“Mission: Downsize” has been the name of the game for the majority of the year, especially when the tech behemoths of the world are involved. As rising inflation and other macroeconomic conditions shape up to host the economic downturn for a longer period of time, Google’s parent company Alphabet turned out to be the latest to initiate mass layoffs, which may begin in early 2023.

According to a report from The Information, the tech giant is looking to lay off about 6% of its workforce, or about 10,000 employees, as it looks to cut down costs and register a faster growth rate amidst facing increasing pressure from multiple quarters. Alphabet had pocketed $13.9 billion in net profit in the third quarter of the year, which is a drop of 27% from a year earlier.

If the company follows through this decision, then it will make it the latest company – after Meta, Amazon, and Twitter – to lay off employees in the thousands and add to the over 137,000 white-collar professionals across 850 tech companies who have found themselves out of a job this year. Alphabet’s layoff report comes in just days after UK-based activist investor TCI Fund Management called on Alphabet to pursue aggressive cost cutting on the back of a hiring spree during the pandemic, claiming the business could be more efficiently run.

The Google-parent has a system in place to ease out the 10,000 employees and reduce its headcount. This system consists of a new ranging and performance improvement and management system, which will help managers identity and eliminate around 10,000 individuals for being underperforming employees.

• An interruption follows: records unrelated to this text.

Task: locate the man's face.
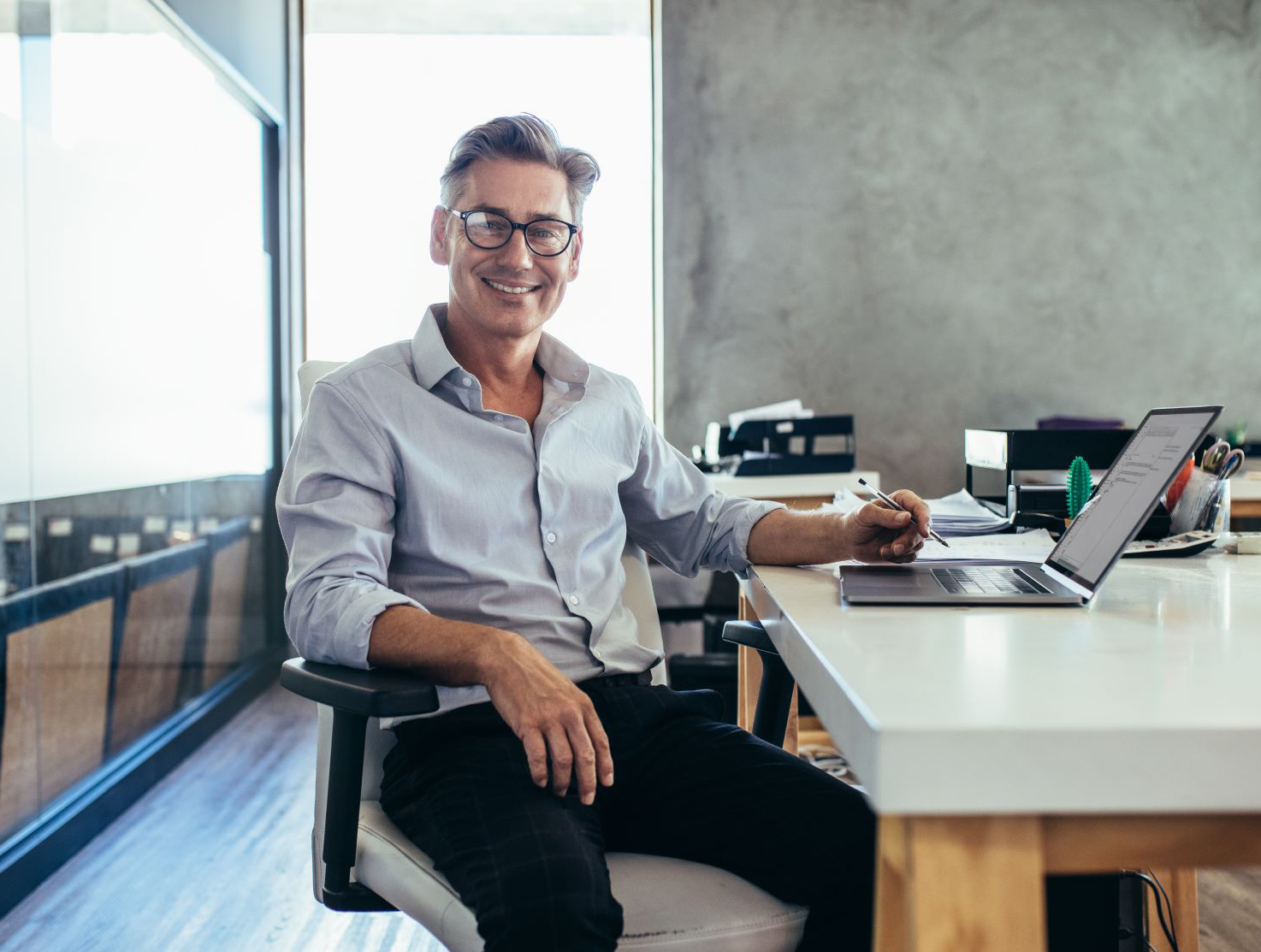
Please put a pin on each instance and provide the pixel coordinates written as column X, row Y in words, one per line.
column 522, row 192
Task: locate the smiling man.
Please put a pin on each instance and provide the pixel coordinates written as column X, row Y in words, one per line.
column 457, row 505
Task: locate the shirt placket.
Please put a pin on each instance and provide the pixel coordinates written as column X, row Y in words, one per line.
column 556, row 405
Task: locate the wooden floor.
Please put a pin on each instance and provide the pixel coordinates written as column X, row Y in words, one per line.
column 217, row 858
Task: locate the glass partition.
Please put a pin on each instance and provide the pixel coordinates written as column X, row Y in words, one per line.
column 135, row 387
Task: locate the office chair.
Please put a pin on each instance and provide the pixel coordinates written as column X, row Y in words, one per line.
column 668, row 903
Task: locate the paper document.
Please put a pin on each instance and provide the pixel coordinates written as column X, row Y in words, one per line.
column 1030, row 547
column 956, row 515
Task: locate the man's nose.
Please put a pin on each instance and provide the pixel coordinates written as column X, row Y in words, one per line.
column 516, row 252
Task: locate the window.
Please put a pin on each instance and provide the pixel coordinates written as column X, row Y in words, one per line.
column 388, row 91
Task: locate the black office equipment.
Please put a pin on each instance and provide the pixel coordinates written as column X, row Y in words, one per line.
column 997, row 462
column 782, row 446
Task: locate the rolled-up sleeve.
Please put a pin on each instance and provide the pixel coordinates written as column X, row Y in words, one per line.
column 335, row 507
column 676, row 515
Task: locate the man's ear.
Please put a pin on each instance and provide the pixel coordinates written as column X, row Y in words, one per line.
column 577, row 252
column 438, row 237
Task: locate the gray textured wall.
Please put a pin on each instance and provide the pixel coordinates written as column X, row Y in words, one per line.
column 944, row 215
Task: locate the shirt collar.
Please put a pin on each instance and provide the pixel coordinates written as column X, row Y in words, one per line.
column 433, row 361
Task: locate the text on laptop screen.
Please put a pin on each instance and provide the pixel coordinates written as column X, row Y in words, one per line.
column 1124, row 499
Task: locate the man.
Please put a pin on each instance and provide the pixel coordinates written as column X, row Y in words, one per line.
column 457, row 505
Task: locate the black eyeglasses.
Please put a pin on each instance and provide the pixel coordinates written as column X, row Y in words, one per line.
column 546, row 237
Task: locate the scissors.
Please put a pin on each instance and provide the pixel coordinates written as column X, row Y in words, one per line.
column 1231, row 462
column 1215, row 457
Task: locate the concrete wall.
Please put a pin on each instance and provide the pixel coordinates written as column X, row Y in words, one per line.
column 944, row 215
column 250, row 34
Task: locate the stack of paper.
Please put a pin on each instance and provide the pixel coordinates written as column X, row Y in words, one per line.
column 956, row 515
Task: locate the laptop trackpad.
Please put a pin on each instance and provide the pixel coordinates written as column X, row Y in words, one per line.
column 858, row 580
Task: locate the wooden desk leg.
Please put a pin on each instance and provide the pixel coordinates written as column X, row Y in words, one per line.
column 971, row 883
column 891, row 887
column 1184, row 898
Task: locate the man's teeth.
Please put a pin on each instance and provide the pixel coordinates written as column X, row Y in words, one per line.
column 498, row 287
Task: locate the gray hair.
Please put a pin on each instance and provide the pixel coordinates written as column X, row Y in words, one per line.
column 524, row 138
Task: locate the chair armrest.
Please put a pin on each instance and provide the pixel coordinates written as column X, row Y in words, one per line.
column 750, row 635
column 378, row 693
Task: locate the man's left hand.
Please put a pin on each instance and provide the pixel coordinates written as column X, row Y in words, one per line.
column 878, row 532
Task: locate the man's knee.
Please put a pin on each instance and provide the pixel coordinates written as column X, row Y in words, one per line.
column 556, row 914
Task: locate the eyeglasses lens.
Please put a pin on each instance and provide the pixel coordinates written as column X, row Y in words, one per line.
column 488, row 230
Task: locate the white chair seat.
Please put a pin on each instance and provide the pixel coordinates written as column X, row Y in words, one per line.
column 670, row 904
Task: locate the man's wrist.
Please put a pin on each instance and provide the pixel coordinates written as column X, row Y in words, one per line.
column 498, row 654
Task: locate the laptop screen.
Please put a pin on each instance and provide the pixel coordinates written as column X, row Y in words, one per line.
column 1124, row 500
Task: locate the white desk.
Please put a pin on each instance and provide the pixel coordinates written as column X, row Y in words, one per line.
column 1002, row 744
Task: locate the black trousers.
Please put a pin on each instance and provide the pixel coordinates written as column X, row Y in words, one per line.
column 531, row 864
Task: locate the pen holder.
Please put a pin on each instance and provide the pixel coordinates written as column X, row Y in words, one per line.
column 1205, row 505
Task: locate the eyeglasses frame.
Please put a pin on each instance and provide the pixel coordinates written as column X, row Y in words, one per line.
column 465, row 218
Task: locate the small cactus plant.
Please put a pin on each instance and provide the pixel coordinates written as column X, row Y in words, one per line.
column 1079, row 486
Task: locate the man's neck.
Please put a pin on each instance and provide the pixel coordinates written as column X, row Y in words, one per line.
column 503, row 366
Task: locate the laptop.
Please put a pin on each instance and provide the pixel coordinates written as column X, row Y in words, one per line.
column 1086, row 553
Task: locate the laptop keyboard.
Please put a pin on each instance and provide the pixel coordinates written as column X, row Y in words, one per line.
column 986, row 580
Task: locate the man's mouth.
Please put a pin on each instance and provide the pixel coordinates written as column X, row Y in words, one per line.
column 511, row 289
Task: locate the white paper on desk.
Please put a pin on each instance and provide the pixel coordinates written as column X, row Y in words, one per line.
column 784, row 410
column 1032, row 547
column 956, row 515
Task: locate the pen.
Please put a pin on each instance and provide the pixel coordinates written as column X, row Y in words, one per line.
column 896, row 505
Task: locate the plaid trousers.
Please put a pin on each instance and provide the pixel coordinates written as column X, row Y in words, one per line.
column 531, row 864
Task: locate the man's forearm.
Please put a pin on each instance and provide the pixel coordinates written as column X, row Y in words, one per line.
column 788, row 537
column 447, row 652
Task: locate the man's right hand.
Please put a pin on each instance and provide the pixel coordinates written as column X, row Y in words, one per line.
column 553, row 718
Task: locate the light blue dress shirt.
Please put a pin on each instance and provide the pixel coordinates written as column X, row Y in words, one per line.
column 402, row 489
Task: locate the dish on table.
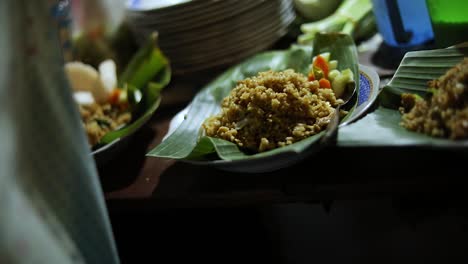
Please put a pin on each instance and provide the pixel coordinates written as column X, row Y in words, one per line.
column 184, row 141
column 386, row 125
column 112, row 108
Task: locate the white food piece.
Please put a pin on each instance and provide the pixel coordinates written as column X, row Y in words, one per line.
column 83, row 97
column 108, row 75
column 84, row 77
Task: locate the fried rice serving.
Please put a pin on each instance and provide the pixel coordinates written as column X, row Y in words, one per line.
column 445, row 113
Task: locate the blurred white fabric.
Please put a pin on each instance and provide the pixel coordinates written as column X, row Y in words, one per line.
column 52, row 208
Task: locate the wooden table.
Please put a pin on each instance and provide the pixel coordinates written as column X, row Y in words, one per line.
column 132, row 181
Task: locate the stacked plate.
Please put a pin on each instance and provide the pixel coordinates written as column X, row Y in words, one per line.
column 201, row 34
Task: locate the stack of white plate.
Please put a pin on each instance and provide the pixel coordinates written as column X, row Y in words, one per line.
column 201, row 34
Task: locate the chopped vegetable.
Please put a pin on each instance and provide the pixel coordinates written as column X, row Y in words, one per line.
column 353, row 17
column 315, row 9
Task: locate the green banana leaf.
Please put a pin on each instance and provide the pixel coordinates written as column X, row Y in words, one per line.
column 147, row 73
column 187, row 142
column 382, row 127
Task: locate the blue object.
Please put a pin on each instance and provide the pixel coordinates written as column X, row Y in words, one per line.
column 403, row 23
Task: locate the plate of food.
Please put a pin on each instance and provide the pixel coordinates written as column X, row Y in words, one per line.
column 272, row 110
column 424, row 105
column 112, row 107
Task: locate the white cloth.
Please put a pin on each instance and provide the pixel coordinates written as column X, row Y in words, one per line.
column 52, row 208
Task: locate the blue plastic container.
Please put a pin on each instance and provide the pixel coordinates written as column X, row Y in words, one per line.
column 403, row 23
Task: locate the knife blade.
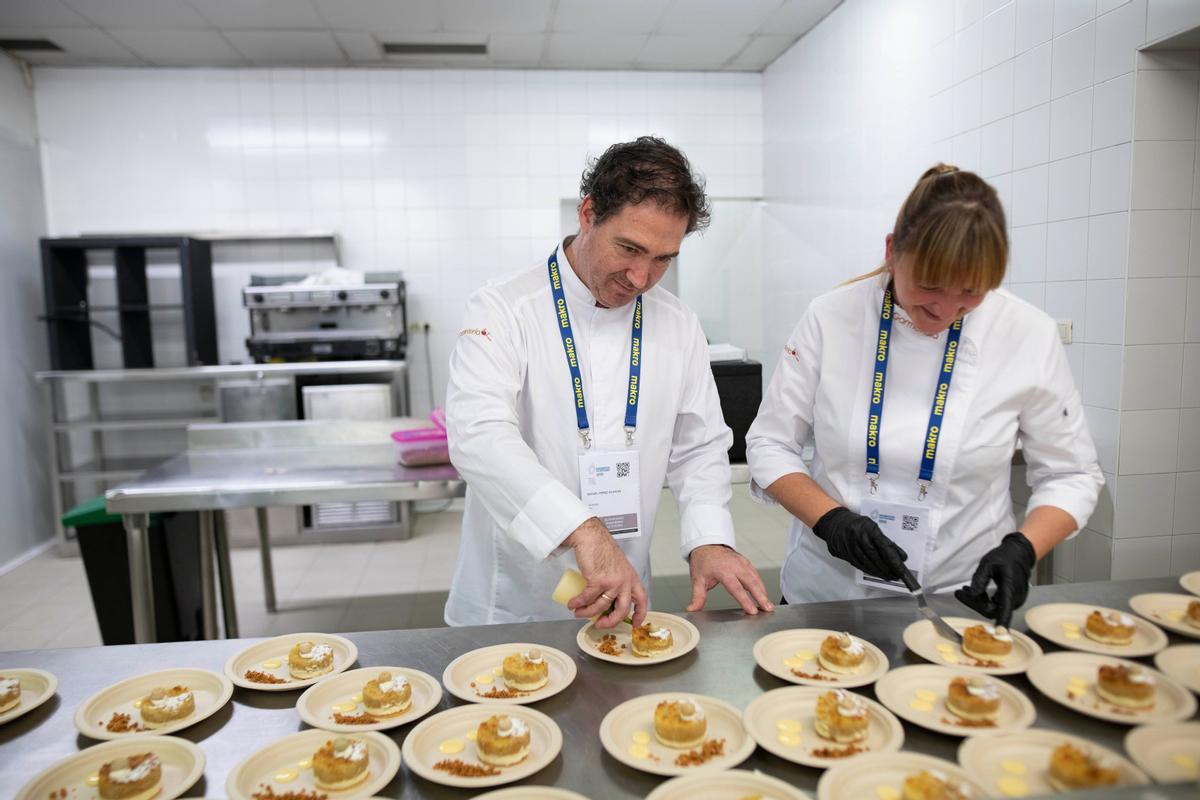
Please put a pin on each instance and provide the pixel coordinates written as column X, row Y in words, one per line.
column 940, row 625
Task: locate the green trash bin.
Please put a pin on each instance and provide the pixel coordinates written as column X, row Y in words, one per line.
column 174, row 567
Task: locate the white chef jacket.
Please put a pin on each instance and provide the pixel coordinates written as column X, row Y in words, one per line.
column 1011, row 383
column 514, row 437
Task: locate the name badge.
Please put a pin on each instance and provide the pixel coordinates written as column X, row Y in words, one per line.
column 611, row 487
column 907, row 525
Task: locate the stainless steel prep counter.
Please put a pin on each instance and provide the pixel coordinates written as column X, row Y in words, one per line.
column 723, row 666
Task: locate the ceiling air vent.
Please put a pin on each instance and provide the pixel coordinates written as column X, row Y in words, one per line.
column 420, row 48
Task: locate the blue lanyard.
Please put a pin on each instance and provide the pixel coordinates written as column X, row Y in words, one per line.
column 879, row 383
column 573, row 360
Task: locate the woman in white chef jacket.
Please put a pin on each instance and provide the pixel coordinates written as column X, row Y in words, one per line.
column 916, row 383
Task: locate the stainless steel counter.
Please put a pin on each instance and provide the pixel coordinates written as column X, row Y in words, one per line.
column 723, row 667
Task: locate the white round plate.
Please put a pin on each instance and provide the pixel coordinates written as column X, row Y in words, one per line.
column 293, row 755
column 781, row 722
column 337, row 693
column 918, row 695
column 1063, row 624
column 1167, row 609
column 183, row 763
column 1069, row 679
column 684, row 635
column 636, row 717
column 730, row 783
column 474, row 677
column 424, row 745
column 792, row 656
column 925, row 642
column 883, row 774
column 1169, row 752
column 270, row 657
column 1181, row 662
column 36, row 687
column 209, row 690
column 1018, row 764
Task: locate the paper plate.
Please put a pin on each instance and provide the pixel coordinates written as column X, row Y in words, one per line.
column 683, row 632
column 629, row 729
column 1181, row 662
column 883, row 774
column 1069, row 679
column 792, row 656
column 1063, row 624
column 270, row 657
column 1018, row 764
column 925, row 642
column 781, row 722
column 339, row 693
column 286, row 765
column 1167, row 609
column 1168, row 752
column 424, row 745
column 183, row 763
column 730, row 783
column 918, row 695
column 209, row 690
column 473, row 675
column 36, row 687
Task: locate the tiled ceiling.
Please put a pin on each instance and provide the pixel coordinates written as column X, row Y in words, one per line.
column 726, row 35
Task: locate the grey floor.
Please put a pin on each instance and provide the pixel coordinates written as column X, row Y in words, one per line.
column 379, row 585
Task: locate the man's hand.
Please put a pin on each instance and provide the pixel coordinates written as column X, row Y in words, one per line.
column 612, row 581
column 718, row 564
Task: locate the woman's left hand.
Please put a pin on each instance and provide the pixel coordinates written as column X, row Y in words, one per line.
column 1009, row 566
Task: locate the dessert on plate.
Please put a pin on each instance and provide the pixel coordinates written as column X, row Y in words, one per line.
column 340, row 764
column 166, row 705
column 1131, row 687
column 988, row 643
column 1072, row 769
column 502, row 740
column 387, row 696
column 307, row 660
column 651, row 641
column 973, row 698
column 679, row 723
column 931, row 785
column 526, row 671
column 841, row 716
column 132, row 777
column 10, row 692
column 841, row 654
column 1109, row 627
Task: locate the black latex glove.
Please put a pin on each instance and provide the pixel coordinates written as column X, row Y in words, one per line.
column 858, row 540
column 1008, row 565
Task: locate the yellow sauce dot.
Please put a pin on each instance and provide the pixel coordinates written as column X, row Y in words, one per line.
column 1012, row 787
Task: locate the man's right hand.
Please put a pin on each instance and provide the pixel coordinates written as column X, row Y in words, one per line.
column 611, row 579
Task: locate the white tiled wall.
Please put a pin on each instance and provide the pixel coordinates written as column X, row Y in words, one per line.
column 453, row 176
column 1047, row 113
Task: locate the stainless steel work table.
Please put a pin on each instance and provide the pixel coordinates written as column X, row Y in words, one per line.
column 723, row 666
column 255, row 465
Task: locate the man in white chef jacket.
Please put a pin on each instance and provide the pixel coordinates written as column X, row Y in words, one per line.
column 576, row 388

The report added that with the help of this new ranking system, managers could avoid paying them bonuses and stock grants as well. It also reduces the percentage of employees that can score a high rating.

Alphabet currently has a workforce of around 187,000 employees, courtesy of its pandemic-induced growth and a prior surge in recruitments. This makes Alphabet one of the biggest employers in the tech industry, and one of the better paying ones.

According to a filing with the US Securities and Exchange Commission (SEC), the median annual salary of a Google employee is around $2,95,884. And since it is not immune to the adverse conditions that have plagued the global tech market this year, Google had announced earlier that it will be slowing down the hiring process in the fourth quarter of the year, before freezing recruitments completely, and CEO Sundar Pichai said that he aimed to make Alphabet 20% more efficient.

Christopher Hohn, a UK billionaire activist investor, described Alphabet’s headcount as an “excessive” one, claiming that the giant could be run efficiently if it had a lesser – but better compensated – number of professionals working in it. He also informed Alphabet that it paid its employees far more than other tech players did.